In contrast, Mr. Chreky has never paid household bills. Mr. Chreky generally deposited his bi-weekly paychecks into a joint money market account at Adams National Bank (an example of an exception being when his paycheck on occasion was given to Ms. Chreky to deposit into the SunTrust account in order to meet any shortfall in paying income taxes). That money market account, in existence since close to when Andre Chreky, Inc. began to operate, was set up with Ms. Chreky as the point of contact with the bank. The Adams National Bank money market account is in the names of both Mr. and Ms. Chreky as joint owners.
At one point, Adams National Bank alerted Ms. Chreky that someone was trying to gain access to the joint bank account. The decision was made to close the account and open a new joint bank account. For purposes of this decision, the two joint money market accounts can be treated as one and the same.

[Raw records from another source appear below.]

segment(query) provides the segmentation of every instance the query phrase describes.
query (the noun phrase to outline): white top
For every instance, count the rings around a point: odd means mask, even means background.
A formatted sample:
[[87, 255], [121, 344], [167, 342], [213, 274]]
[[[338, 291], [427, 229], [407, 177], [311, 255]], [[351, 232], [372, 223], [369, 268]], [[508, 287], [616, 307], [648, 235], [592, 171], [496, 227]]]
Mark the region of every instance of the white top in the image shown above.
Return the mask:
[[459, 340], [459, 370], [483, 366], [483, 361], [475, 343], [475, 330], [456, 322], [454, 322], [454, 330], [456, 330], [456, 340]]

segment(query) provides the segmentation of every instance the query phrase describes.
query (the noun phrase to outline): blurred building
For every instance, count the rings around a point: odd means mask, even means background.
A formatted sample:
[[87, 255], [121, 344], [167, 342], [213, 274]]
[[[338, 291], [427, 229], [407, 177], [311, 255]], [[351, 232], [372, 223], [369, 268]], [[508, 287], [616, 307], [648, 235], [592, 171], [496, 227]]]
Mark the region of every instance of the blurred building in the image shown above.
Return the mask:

Ms. Chreky did not engage in her guaranteeing a substantial debt obligation of Mr. Chreky's solely-owned company, Andre Chreky, Inc., and in her using her salary to meet family expenses (towards which Mr. Chreky made little contribution) with no expectation of nothing in return from Mr. Chreky. The couple understood from the outset that they were utilizing the Adams National Bank account to save money jointly, and they intended that the joint account be held as a savings account for the couple's retirement. They were not parking funds for Mr. Chreky individually in the joint account with Ms. Chreky having access to the funds only as a convenience to Mr. Chreky.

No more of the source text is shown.